Last updated: July 2026
In short: After this guide your domain publishes a TLS-RPT record. Receiving servers then send you daily reports on whether TLS-encrypted delivery to your domain worked.
Prerequisites
- A domain that uses Google Workspace as its mail system
- Access to your domain’s DNS management (at the domain host)
What is TLS-RPT?
TLS-RPT (SMTP TLS Reporting, RFC 8460) is a DNS TXT record under the hostname _smtp._tls.your-domain. It names an address to which receiving mail servers send daily aggregate reports: did the TLS negotiation on delivery to your domain succeed, or were there certificate or encryption errors? TLS-RPT itself enforces nothing — it’s the eye that shows you whether your MTA-STS or DANE protection works in practice.
The starting point at Google Workspace
As with SPF and DKIM: the record is created not in the Admin console, but at the domain host. Google itself demonstrates what such a record looks like — the Google infrastructure publishes:
v=TLSRPTv1;rua=mailto:sts-reports@google.com
You’ll find the same record under gmail.com. For your own domain you enter your own report address analogously.
Step-by-step guide
1. Set a report address
Decide where the TLS reports should go — a mailbox or, better, a TLS-RPT analysis service that presents the JSON reports readably. A plain mailbox otherwise fills up with machine-readable reports.
2. Create the TXT record at the domain host
At your DNS provider, create a TXT record:
- Hostname:
_smtp._tls - Value:
v=TLSRPTv1; rua=mailto:tlsrpt@beispiel.de
Where exactly you create TXT records is shown in our host guides — e.g. IONOS, Strato, or Hetzner DNS.

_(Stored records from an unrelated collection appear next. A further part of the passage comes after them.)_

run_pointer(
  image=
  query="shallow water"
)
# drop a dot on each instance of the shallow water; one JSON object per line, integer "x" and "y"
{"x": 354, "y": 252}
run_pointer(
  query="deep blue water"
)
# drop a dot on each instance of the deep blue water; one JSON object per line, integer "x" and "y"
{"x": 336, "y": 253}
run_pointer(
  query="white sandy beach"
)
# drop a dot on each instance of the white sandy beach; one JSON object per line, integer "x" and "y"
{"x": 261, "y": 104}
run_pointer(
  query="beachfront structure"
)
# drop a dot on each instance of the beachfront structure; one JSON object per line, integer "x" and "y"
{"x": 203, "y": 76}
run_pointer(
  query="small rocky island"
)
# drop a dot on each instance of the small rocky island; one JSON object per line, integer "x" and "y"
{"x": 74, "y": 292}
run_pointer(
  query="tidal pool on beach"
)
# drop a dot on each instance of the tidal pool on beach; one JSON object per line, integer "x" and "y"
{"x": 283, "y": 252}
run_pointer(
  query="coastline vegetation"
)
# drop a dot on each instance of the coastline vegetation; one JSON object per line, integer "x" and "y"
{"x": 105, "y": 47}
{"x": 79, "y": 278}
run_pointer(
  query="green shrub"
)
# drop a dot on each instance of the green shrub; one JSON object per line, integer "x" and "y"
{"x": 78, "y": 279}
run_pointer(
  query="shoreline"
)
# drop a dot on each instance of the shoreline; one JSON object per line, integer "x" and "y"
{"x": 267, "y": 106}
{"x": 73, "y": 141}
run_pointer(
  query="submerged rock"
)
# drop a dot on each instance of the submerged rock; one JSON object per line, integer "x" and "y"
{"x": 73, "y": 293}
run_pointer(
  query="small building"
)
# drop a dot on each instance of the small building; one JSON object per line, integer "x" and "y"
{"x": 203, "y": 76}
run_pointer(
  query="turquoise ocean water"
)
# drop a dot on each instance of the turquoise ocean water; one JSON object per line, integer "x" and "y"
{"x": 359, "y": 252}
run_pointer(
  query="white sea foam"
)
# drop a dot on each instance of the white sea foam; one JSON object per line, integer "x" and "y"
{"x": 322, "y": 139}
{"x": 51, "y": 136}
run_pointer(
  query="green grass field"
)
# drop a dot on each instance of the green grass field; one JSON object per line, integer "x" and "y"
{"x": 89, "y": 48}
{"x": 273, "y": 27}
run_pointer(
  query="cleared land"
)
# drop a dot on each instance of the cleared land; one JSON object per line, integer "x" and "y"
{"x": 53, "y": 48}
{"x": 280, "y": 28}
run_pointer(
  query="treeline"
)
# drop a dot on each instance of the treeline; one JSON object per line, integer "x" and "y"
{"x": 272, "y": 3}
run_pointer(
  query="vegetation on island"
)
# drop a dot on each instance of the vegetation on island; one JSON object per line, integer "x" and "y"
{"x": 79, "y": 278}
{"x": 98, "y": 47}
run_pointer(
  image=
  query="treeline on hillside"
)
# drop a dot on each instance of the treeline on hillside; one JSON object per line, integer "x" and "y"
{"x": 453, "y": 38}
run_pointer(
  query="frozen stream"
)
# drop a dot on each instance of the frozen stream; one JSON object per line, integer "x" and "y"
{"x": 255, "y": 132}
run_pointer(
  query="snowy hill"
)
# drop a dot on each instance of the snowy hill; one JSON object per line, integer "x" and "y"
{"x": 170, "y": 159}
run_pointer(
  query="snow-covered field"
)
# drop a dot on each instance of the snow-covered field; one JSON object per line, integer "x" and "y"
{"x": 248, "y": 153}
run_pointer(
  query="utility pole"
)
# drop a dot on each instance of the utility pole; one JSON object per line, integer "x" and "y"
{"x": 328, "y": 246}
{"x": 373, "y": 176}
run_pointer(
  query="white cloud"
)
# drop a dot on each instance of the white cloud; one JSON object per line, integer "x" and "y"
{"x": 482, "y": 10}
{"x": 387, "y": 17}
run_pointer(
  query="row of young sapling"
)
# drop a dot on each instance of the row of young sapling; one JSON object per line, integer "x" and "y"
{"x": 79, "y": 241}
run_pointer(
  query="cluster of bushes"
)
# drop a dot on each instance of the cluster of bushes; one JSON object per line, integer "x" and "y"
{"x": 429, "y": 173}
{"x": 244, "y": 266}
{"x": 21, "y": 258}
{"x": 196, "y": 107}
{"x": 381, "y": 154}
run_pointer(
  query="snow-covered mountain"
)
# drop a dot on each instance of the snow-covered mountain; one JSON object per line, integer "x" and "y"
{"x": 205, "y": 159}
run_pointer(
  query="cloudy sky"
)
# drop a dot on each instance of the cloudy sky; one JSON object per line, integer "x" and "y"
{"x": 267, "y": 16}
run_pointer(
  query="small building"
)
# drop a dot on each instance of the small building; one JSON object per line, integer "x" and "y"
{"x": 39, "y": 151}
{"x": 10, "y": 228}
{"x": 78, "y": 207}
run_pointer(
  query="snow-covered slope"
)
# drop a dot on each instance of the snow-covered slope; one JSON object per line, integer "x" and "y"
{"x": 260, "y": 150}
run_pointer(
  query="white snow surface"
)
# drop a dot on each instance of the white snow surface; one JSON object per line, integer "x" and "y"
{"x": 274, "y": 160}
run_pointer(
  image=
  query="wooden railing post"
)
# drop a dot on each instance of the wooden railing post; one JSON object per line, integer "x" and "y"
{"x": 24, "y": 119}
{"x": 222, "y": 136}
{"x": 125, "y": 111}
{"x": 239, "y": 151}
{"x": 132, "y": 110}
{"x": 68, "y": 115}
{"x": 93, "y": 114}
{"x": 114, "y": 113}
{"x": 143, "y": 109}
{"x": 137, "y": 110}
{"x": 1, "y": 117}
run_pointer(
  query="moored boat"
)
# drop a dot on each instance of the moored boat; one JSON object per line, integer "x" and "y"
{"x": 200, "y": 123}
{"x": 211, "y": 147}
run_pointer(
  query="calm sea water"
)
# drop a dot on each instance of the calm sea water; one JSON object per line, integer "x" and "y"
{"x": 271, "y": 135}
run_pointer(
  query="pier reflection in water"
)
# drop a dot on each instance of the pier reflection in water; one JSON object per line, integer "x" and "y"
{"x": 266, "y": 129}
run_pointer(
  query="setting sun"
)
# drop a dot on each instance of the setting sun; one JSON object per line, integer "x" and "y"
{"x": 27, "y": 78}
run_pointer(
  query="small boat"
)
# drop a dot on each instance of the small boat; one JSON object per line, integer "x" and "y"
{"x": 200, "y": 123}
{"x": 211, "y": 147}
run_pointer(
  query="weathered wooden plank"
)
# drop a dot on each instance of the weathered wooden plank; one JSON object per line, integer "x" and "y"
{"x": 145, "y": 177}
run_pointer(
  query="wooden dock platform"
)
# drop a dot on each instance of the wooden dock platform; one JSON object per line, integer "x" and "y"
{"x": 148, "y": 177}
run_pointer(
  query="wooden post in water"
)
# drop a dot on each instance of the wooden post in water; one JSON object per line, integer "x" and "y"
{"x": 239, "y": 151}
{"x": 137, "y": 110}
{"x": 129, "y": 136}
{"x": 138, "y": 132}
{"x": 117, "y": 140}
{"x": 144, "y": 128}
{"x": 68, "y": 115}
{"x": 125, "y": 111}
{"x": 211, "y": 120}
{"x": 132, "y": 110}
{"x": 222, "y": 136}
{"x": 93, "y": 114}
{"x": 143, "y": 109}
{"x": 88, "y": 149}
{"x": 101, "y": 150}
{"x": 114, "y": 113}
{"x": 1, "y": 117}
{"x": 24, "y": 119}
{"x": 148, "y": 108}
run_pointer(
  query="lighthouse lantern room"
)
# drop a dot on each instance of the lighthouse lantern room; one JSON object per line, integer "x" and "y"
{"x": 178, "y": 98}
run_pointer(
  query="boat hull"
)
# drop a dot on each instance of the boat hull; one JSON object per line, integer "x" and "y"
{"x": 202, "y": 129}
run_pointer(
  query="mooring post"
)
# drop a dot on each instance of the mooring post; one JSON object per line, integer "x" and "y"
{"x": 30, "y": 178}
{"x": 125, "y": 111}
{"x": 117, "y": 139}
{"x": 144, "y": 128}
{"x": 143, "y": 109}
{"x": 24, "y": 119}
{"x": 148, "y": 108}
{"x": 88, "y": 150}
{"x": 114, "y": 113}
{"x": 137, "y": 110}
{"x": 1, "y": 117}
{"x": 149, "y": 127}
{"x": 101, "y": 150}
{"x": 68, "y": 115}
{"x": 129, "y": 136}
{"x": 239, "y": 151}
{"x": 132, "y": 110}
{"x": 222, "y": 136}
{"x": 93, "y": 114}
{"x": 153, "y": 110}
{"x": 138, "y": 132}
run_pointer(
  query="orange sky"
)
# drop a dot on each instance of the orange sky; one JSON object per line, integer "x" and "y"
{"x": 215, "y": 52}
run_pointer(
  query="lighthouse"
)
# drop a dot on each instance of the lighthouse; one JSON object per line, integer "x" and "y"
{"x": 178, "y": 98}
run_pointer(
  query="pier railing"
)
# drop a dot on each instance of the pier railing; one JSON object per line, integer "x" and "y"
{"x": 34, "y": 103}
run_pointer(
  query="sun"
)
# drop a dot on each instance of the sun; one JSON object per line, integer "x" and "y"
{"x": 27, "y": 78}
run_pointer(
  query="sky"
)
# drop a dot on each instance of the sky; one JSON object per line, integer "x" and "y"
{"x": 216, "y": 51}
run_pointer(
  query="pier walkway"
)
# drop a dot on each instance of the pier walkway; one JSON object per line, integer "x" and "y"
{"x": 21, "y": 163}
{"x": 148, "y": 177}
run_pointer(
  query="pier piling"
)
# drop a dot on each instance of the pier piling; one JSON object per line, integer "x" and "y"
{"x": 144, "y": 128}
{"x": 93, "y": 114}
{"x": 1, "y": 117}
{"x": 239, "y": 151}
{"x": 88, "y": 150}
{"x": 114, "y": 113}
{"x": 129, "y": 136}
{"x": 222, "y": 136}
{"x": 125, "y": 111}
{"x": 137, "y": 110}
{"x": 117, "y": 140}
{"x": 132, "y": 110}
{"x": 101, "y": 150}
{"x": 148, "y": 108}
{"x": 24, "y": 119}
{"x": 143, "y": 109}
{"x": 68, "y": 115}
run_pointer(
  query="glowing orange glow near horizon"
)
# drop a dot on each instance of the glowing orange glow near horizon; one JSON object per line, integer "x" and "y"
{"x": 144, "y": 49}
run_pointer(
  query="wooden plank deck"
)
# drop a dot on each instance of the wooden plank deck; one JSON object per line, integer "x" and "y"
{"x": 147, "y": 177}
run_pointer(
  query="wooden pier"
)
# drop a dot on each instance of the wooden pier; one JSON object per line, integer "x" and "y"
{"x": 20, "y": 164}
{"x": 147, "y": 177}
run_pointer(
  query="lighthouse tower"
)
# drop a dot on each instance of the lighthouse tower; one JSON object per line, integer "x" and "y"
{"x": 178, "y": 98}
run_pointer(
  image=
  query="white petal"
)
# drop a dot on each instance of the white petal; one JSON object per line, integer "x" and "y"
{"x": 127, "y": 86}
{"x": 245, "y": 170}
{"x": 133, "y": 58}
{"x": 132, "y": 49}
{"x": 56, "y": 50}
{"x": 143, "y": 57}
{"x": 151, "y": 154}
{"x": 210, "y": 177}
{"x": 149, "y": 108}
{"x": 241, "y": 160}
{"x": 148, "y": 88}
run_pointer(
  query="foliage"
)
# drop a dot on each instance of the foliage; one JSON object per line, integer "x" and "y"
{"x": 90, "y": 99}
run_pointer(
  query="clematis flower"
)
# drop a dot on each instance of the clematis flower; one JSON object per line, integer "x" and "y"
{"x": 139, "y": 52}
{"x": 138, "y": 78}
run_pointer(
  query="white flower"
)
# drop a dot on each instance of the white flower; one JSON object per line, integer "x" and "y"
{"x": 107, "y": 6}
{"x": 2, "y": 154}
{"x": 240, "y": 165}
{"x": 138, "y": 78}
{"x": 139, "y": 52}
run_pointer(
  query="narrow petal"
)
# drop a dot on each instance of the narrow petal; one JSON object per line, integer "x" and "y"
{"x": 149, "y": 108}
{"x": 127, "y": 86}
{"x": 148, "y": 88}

3. Best together with MTA-STS
TLS-RPT only unfolds its value alongside active TLS enforcement. Set up MTA-STS for Google Workspace in parallel — then MTA-STS says “encrypt mandatorily” and TLS-RPT reports to you whether it works.
4. Wait until the change is live
DNS changes take a few hours depending on TTL until they’re visible worldwide.
The components in detail
| Component | Meaning |
|---|---|
v=TLSRPTv1 | version identifier, always at the start |
rua=mailto:... | destination address for the daily TLS reports |
rua=https://... | alternatively an HTTPS endpoint that accepts the reports |
Verify the result
Check your configuration with the free MXAudit scanner — it shows you TLS-RPT in interplay with MTA-STS and the transport encryption of your MX servers.
Or directly in the terminal:
dig TXT _smtp._tls.example.com +short
Common mistakes
rua points to a normal mailbox. The reports are machine-readable JSON. Use an analysis service, otherwise you see nothing amid the raw data.
TLS-RPT without MTA-STS. TLS-RPT only reports — it enforces no encryption. Without MTA-STS or DANE, the enforcement that makes the reports meaningful is missing.
Wrong hostname. The record belongs at _smtp._tls, not at _mta-sts. The two are easily confused.